Wait, the guy would make a gay shower cake, but not a gay wedding cake?
We may disagree on a lot of things in this thread but at least we can all hopefully agree that this cake guy is a complete dumbass.
it just goes against an incredibly strong held religious belief of his. i don't believe in god or religion or whatever and i am super pro gay marriage, but in a weird way i kind of admire the guy for having his opinion and not swaying on it. i guess i also just don't feel like it comes from a bad place with him. maybe I'm wrong and maybe I'm weird too but i kind of think crap are were really going to force this guy to do this? the more i learned about the case and what actually happened etc the more i feel like i just want him to be able to run his business the way he sees fit and make the cakes he feels like he can as a human being. is he weird as hell for not being willing to make a halloween cake? sure. is not making gay wedding cakes a little insensitive to gay couples? sure. but i think it's also insensitive to force this guy by law to make them.
I get all that I just think he's pretty dumb guy who isn't very good at thinking logically.
I also think it's outrageous that you're ok with him given the slippery slope precedent it provides but I do not think you are a dumbass at all.
I'm not 100% Ok with it but I'm also not 100% ok with the other side either. I guess I could also say that I think it's outrageous that you're ok with the government forcing him to make the cake given the slippery slope precedent it provides. Should he have to make a devil worshipping cake? Should he have to make a kkk cake? Should he have to make a cake for a religion he doesn't agree with or a cake celebrating the holocaust or 9/11. What if he's a broncos fan and hates the raiders and a raider fan wants him to make a cake if a raider pissing on a bronco? Does he have to do that?

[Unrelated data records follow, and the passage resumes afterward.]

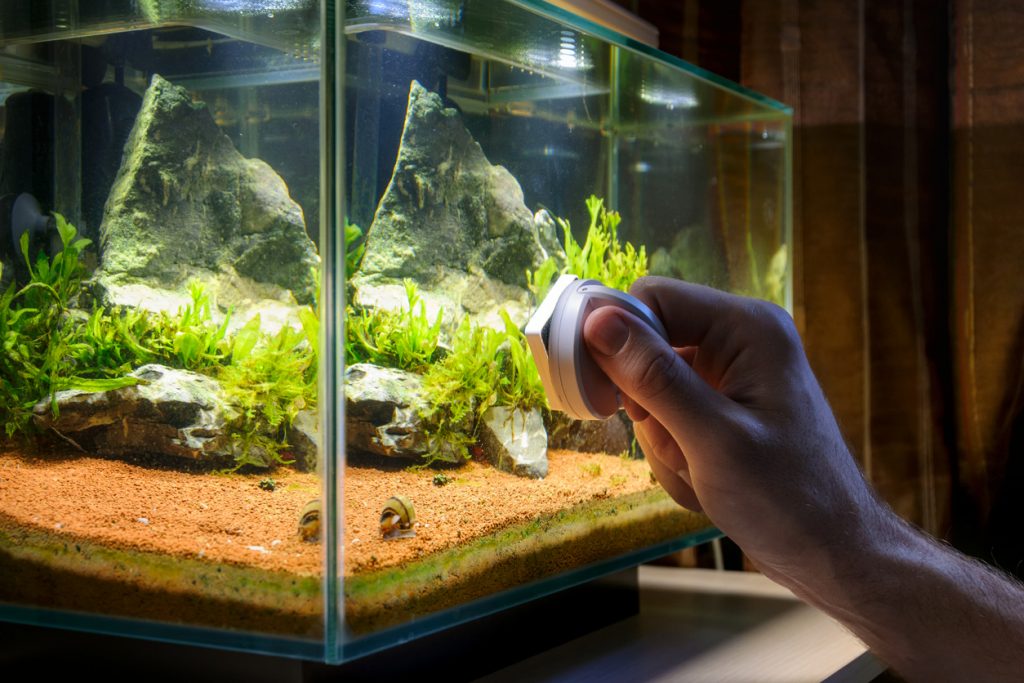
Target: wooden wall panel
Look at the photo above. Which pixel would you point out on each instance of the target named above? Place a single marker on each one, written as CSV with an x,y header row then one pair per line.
x,y
868,82
793,51
988,249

I'm going to try one last time to respond to your hypotheticals because you have yet to respond to mine, but here goes:
It is
EASY to draw a line between being asked to do something you
DO NOT DO and something that you do for some people but not others. That is what is going on here. The couple never discussed specific designs, so the question presented to the Supreme Court is whether the baker should be able to create a wedding cake for straight couples but not create the SAME CAKE for others.
It is
NOT EASY to draw a line between what a person
INTENDS TO DO with the product you create. Presumably if the gay couple said "actually, this was for a straight wedding, not ours" you could have a situation where the baker says, "I don't believe you, I'm not doing it because I think you are going to use it in your wedding."